Amplitude‑Based Detection

When absolute values differ greatly across days, comparing raw values fails. Instead, the method uses relative amplitude:

Amplitude at time t = (x(t) – x(t‑1)) / x(t‑1).

By comparing the current amplitude against the maximum absolute amplitude from the past 14 days, sudden spikes or drops are detected.

def amplitude_max(data, threshold):
    last_amplitude = 0.0
    last_time = data.index[-1]
    last_time = datetime.datetime.strptime(last_time, "%Y-%m-%d %H:%M:%S")
    last_amplitude_time = last_time + datetime.timedelta(minutes=-1)
    last_amplitude_time_index = last_amplitude_time.strftime("%Y-%m-%d %H:%M:%S")
    if last_amplitude_time_index in data.keys():
        last_amplitude = float((float(data.values[-1]) - float(data[last_amplitude_time_index])) / float(data.values[-1]))
    last_time = last_time + datetime.timedelta(days=-1)
    amplitude_data = []
    for i in range(0, days_num):
        now_time = last_time
        prior_time = last_time + datetime.timedelta(minutes=-1)
        now_time_index = now_time.strftime("%Y-%m-%d %H:%M:%S")
        prior_time_index = prior_time.strftime("%Y-%m-%d %H:%M:%S")
        if now_time_index in data.keys() and prior_time_index in data.keys():
            tmp = float((float(data[now_time_index]) - float(data[prior_time_index])) / float(data[now_time_index]))
            amplitude_data.append(abs(round(tmp, 2)))
        last_time = last_time + datetime.timedelta(days=-1)
    if abs(last_amplitude) > max(amplitude_data) * threshold and last_amplitude > 0:
        return "突增"
    if abs(last_amplitude) > max(amplitude_data) * threshold and last_amplitude < 0:
        return "突减"

Advantages

More sensitive than absolute‑value comparison.
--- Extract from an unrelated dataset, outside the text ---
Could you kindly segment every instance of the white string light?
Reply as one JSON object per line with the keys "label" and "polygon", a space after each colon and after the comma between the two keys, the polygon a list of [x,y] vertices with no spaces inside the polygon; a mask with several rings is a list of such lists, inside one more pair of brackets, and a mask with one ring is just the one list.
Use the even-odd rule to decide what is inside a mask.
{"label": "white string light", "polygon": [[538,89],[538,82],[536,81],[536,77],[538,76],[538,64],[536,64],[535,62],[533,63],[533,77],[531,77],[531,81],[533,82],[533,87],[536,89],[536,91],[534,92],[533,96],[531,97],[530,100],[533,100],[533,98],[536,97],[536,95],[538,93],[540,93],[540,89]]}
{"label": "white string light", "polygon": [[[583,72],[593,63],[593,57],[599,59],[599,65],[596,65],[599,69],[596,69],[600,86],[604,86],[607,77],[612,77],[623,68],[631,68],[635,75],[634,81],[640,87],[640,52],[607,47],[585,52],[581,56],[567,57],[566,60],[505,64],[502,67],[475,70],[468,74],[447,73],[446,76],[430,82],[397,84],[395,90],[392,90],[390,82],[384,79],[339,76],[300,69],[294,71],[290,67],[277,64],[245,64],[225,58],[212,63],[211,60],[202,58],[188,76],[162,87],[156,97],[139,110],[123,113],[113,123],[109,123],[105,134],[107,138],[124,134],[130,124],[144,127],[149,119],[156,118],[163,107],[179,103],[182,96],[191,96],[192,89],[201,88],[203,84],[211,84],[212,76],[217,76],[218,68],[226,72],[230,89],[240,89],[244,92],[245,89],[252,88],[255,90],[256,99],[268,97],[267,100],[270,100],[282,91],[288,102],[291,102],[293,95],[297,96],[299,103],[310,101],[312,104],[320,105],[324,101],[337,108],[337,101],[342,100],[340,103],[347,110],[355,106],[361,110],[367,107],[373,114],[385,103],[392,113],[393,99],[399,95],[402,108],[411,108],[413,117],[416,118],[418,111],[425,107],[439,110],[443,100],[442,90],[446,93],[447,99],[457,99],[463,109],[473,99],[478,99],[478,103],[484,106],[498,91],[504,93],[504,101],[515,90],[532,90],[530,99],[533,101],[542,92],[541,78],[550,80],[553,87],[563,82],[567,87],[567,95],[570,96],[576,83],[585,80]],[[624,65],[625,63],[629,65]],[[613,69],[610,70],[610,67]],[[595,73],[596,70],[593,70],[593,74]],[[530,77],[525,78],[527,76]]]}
Accounts for periodic trends, reducing false alerts from regular spikes.

Disadvantages

Requires a smooth underlying curve.

Periodic sharp drops must align precisely, otherwise false alerts occur.

Percentage‑based thresholds may misfire during low‑traffic periods.

Not all sharp drops indicate faults; they may stem from upstream fluctuations.

Ensemble Voting

The three methods—EWMA, periodic‑based, and amplitude‑based—each have strengths and blind spots. By applying a majority‑vote rule (at least two methods must flag an anomaly), the system achieves higher accuracy and lower false‑positive rates.

For even better precision, open‑source projects such as Skyline can be integrated to expand the algorithm library.